The discussion paper, The Future of Investor Engagement, draws attention to key engagement approaches which, when deployed in complement with corporate engagement, can catalyse systemic decarbonisation of the real economy. The Net-Zero Asset Owner Alliance, which holds more than $10.4 trillion combined capital and whose 71 members span five continents, proposes three key areas where climate-ambitious investors must expand and increase their stewardship and engagement efforts:
- Sector/value chain engagement, whereby investors can leverage insights from corporate engagement to support solutions across industries and sectors, and identify systemic or regulatory hurdles obstructing decarbonisation, particularly in hard-to-abate sectors;
- Policy engagement directly follows, where investors lend their voice, alongside other stakeholders, in calling on policymakers to address the economic, technological, and regulatory hurdles preventing decarbonisation at sufficient speed;
- Asset manager engagement complements all other engagement streams, ensuring that asset managers’ activities in stewardship align with asset owners’ long-term interest in a transition to net-zero;
Günther Thallinger, Allianz SE Board Member and UN-convened Net-Zero Asset Owner Alliance Chair: “It’s high time to change the rules of the game. As asset owners, we need to look towards ways we can undertake impactful engagement to directly influence asset managers, stakeholders across entire sectors, and policymakers. Regardless of how ambitious investor commitments are, companies still operate within policy and economic frameworks. Systemic change to these frameworks is needed urgently to align with a 1.5C future, and this new paper presents the case for re-writing the rules of the game to do so.”
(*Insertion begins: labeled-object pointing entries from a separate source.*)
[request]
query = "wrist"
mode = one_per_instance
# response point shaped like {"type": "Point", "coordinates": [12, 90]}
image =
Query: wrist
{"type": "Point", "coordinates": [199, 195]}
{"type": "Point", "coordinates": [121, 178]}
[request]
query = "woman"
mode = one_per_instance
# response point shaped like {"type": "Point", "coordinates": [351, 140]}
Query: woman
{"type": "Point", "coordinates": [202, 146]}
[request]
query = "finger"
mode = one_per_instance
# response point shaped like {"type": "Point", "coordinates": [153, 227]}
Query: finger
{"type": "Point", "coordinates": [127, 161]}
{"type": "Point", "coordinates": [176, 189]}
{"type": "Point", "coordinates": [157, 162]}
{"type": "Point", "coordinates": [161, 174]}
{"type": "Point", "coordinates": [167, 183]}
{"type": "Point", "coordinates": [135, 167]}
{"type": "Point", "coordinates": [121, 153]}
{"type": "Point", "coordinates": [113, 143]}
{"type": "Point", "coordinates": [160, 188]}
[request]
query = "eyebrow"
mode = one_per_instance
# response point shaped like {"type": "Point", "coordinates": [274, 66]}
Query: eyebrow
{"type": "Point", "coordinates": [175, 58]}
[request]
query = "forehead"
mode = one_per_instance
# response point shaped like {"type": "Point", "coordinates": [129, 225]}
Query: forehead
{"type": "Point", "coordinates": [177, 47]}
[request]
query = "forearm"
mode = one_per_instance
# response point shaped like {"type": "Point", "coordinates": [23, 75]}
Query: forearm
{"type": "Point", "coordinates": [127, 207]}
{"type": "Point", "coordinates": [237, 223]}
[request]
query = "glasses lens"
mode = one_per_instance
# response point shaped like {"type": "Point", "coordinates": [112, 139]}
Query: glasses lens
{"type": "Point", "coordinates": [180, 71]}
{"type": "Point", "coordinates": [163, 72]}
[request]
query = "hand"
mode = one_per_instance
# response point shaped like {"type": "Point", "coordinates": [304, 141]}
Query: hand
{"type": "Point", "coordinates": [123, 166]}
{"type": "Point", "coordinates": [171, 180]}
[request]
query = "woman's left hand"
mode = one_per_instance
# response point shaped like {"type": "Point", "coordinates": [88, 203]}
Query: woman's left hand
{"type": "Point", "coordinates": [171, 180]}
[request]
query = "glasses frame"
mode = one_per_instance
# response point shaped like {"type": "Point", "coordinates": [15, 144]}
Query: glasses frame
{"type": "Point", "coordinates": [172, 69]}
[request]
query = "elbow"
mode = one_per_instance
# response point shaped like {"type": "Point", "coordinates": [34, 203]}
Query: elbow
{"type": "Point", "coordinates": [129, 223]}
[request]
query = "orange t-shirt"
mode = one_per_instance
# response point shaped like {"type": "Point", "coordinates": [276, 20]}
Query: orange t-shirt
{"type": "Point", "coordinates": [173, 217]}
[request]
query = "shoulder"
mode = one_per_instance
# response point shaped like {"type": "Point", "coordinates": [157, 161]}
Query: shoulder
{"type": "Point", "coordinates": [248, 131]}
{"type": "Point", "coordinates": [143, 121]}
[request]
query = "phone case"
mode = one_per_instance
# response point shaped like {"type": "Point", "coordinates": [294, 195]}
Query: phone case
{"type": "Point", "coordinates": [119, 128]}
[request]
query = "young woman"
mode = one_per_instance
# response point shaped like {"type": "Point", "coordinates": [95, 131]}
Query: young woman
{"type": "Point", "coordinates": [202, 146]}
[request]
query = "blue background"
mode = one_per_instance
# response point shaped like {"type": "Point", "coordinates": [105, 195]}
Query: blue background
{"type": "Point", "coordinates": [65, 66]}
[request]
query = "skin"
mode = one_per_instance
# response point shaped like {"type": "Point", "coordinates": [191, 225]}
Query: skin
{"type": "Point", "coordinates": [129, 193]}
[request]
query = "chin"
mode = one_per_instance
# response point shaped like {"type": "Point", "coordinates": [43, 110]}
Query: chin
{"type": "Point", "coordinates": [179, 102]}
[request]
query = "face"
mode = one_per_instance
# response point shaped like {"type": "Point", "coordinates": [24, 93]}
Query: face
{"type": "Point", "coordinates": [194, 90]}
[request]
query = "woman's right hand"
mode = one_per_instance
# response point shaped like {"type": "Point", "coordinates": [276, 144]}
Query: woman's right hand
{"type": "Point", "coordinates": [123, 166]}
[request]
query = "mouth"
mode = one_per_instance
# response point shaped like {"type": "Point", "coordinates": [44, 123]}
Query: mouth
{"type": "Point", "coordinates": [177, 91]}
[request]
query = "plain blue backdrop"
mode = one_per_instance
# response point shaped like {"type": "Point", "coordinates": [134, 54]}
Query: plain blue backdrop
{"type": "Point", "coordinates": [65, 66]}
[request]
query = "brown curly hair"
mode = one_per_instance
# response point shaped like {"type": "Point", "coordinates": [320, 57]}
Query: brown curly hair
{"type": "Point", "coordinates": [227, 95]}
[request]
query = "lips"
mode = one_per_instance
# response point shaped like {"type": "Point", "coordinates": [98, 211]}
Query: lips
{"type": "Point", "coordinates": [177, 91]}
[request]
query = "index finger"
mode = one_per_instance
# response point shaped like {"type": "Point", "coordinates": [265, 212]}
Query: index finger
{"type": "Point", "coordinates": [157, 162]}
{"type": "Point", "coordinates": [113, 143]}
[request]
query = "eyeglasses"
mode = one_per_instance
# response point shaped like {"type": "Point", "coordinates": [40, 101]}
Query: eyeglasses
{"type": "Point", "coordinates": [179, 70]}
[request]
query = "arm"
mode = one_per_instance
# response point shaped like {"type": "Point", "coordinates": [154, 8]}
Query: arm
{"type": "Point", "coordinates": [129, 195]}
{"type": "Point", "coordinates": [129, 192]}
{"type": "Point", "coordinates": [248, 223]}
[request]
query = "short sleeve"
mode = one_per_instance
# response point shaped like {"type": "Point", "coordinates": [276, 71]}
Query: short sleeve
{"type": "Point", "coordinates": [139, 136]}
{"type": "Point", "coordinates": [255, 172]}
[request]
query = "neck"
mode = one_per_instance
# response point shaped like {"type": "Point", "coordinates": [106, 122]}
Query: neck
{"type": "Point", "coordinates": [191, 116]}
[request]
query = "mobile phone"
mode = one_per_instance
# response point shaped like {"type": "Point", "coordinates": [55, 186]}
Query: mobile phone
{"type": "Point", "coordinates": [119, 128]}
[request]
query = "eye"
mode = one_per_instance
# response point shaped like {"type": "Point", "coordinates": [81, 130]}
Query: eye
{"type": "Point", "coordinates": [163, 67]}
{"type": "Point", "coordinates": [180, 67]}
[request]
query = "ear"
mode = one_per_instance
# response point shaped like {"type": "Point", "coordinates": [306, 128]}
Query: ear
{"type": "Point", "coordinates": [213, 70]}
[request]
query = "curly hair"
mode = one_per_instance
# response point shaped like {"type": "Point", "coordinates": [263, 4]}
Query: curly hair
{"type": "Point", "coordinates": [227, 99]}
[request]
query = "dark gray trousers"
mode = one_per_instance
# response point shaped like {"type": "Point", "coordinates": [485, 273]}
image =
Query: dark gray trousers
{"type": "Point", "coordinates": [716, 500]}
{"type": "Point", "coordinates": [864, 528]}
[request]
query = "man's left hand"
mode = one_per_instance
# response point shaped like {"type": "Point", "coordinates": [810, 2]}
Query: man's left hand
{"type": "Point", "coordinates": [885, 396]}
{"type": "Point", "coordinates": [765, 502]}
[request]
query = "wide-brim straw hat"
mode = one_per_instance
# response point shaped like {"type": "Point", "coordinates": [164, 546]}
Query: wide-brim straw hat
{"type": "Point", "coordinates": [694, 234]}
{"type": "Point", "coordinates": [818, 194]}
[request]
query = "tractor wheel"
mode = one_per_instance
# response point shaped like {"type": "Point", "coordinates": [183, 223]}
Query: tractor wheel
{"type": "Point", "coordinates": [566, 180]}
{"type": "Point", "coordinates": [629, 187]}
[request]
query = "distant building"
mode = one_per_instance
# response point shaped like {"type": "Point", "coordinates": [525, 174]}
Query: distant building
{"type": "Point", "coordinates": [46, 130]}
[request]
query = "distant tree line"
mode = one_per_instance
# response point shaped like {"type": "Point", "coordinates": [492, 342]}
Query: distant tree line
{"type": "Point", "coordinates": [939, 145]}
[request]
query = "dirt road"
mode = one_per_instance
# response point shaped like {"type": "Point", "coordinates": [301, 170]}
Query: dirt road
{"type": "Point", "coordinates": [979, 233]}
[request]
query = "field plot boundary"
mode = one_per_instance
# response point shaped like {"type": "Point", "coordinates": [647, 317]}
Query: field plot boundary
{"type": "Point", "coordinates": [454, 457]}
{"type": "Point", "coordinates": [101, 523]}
Sector and value chain engagement
Asset owners can play a unique role as conveners of sectoral and value-chain dialogues. The paper pushes for further development of engagement streams that bring together multiple stakeholders, including peer companies, suppliers, NGOs, regulators, and customers. Wide stakeholder dialogues help identify both collaborative opportunities to reduce emissions across value chains and regulatory and policy hurdles to achieving net-zero alignment. This type of engagement drives a level of accountability that is not always possible when engaging a single company, and it also addresses the scalability issues of corporate engagement by facilitating collaborative outreach and action from investors.
Policy engagement
Asset owners can use their direct and indirect influence to call on policymakers, including civil society experts and stakeholders, to develop and implement 1.5C aligned climate policy. This can be achieved by pushing for regulation that requires company disclosure of material climate information, incorporating climate lobbying expectations into existing engagement dialogues with companies, and supporting industrial policy that effectively addresses climate change generally.
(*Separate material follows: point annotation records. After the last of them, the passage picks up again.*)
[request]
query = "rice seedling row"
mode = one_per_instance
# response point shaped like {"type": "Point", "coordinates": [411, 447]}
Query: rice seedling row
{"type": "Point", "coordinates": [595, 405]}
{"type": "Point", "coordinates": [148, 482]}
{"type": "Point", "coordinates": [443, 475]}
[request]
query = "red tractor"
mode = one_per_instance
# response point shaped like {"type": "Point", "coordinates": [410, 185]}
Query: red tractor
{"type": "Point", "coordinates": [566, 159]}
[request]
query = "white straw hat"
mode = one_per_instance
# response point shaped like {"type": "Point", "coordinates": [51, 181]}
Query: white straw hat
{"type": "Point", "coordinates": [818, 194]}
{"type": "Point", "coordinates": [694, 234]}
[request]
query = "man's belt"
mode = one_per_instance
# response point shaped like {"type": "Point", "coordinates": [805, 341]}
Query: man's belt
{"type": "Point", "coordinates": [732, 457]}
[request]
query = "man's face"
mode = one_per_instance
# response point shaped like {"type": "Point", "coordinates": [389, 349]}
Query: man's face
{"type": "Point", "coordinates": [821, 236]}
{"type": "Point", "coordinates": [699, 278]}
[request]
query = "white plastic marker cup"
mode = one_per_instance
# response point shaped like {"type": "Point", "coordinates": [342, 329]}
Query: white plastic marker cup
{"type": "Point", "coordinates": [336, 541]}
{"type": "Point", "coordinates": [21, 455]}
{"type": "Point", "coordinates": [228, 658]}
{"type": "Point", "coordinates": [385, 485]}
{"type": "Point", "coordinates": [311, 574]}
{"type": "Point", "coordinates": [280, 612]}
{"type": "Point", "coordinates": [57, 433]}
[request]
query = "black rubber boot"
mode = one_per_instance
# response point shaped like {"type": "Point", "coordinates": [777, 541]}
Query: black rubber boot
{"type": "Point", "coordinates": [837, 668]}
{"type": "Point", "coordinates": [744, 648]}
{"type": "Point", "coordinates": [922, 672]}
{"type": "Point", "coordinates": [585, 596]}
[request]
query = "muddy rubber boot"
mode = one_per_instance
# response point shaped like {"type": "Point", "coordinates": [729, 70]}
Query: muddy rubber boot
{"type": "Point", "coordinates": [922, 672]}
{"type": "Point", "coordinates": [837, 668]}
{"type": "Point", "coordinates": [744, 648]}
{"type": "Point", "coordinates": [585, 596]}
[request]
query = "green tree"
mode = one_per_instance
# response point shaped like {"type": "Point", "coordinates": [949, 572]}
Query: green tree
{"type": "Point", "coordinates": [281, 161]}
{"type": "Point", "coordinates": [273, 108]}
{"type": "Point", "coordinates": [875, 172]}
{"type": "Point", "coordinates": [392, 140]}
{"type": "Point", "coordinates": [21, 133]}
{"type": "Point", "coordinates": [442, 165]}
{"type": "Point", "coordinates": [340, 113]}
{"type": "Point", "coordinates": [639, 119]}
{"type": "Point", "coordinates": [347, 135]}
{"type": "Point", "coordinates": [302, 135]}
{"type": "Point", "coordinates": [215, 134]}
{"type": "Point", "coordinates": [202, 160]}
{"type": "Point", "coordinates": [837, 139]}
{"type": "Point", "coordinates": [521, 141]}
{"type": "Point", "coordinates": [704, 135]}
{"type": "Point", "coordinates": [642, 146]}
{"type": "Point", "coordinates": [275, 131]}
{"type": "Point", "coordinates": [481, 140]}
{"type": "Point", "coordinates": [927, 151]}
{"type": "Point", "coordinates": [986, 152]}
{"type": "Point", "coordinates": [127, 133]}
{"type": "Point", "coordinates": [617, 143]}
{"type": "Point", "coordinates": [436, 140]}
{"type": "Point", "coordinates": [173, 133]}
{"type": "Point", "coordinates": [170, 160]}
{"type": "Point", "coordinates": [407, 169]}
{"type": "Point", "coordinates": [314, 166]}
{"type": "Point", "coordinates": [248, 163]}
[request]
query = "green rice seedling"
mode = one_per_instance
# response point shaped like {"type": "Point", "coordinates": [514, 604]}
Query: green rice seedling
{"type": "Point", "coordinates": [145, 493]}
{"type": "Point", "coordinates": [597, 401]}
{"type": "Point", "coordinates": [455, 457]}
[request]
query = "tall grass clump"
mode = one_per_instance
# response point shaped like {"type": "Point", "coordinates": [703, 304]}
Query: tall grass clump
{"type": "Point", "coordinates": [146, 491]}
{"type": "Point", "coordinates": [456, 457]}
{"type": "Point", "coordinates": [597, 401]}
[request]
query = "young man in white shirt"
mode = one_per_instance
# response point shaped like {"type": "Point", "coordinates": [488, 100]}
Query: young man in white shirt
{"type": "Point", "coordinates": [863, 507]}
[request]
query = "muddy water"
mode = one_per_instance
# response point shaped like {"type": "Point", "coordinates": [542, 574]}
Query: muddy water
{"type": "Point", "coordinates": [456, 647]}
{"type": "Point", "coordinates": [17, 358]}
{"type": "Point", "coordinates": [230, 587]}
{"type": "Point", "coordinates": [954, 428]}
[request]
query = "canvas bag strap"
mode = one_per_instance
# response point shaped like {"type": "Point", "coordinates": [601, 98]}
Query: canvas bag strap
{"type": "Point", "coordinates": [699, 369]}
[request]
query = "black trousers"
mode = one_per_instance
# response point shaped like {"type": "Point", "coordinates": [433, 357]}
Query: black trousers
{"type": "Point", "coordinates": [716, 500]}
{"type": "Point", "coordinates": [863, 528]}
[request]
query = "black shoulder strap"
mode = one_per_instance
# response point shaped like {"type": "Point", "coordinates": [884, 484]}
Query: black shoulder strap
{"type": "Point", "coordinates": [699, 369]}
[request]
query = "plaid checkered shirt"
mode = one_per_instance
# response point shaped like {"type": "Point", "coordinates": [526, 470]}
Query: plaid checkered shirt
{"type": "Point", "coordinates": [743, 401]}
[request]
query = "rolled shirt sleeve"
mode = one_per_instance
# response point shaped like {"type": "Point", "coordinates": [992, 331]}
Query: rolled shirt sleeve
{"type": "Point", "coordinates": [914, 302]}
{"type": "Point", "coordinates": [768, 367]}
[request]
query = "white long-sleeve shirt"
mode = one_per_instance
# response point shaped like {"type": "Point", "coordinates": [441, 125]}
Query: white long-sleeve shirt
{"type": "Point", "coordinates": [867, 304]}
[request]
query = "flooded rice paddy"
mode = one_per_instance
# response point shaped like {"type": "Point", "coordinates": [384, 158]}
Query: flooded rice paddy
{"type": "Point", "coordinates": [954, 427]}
Through these engagements, institutional investors’ long-term systemic interest in the health of the global economy can help counterbalance the sometimes-narrower interests of individual companies or trade associations.
Asset manager engagement
The paper’s final focus is on elevating asset owner’s engagement of asset managers. Asset managers work on behalf of their asset owner clients to choose portfolio companies, conduct corporate engagements, and cast votes through their stewardship programs. Additionally, they are important influencers of the business community through their own policy engagement and public discourse. The paper urges asset managers to re-examine their fiduciary duties and increase the ambition of their stewardship activities to reflect the existential risk of climate change to asset owners’ fundamental businesses.
In addition, the paper calls on asset owners to integrate the evaluation of asset managers’ systematic stewardship efforts related to climate into their ongoing selection, appointment, and monitoring (SAM) processes. Ultimately, asset owners should seek to increase asset manager ambition and accountability, pushing for stewardship activities that complement the direct and idiosyncratic lever of corporate engagement.
Systematic stewardship by investors is part of a series of critical steps being taken by the Net-Zero Asset Owner Alliance, reflecting its commitment to supporting a transition to a 1.5C future. All actions taken must drive towards a financial system that is resilient to systemic risk, while also better serving the collective interest of asset owners, the business community, and humanity in general.
About the UN-convened Net-Zero Asset Owner Alliance
The 71 members of the UN-convened Net-Zero Asset Owner Alliance have committed i) to transitioning their investment portfolios to net-zero GHG emissions by 2050 consistent with a maximum temperature rise of 1.5°C above pre-industrial levels; ii) to establishing intermediate targets every five years; and iii) to regularly reporting on progress. The Alliance is convened by UNEP’s Finance Initiative and the Principles for Responsible Investment (PRI). The Alliance is supported by WWF and Global Optimism, an initiative led by Christiana Figueres, former Executive Secretary of the United Nations Framework Convention on Climate Change (UNFCCC).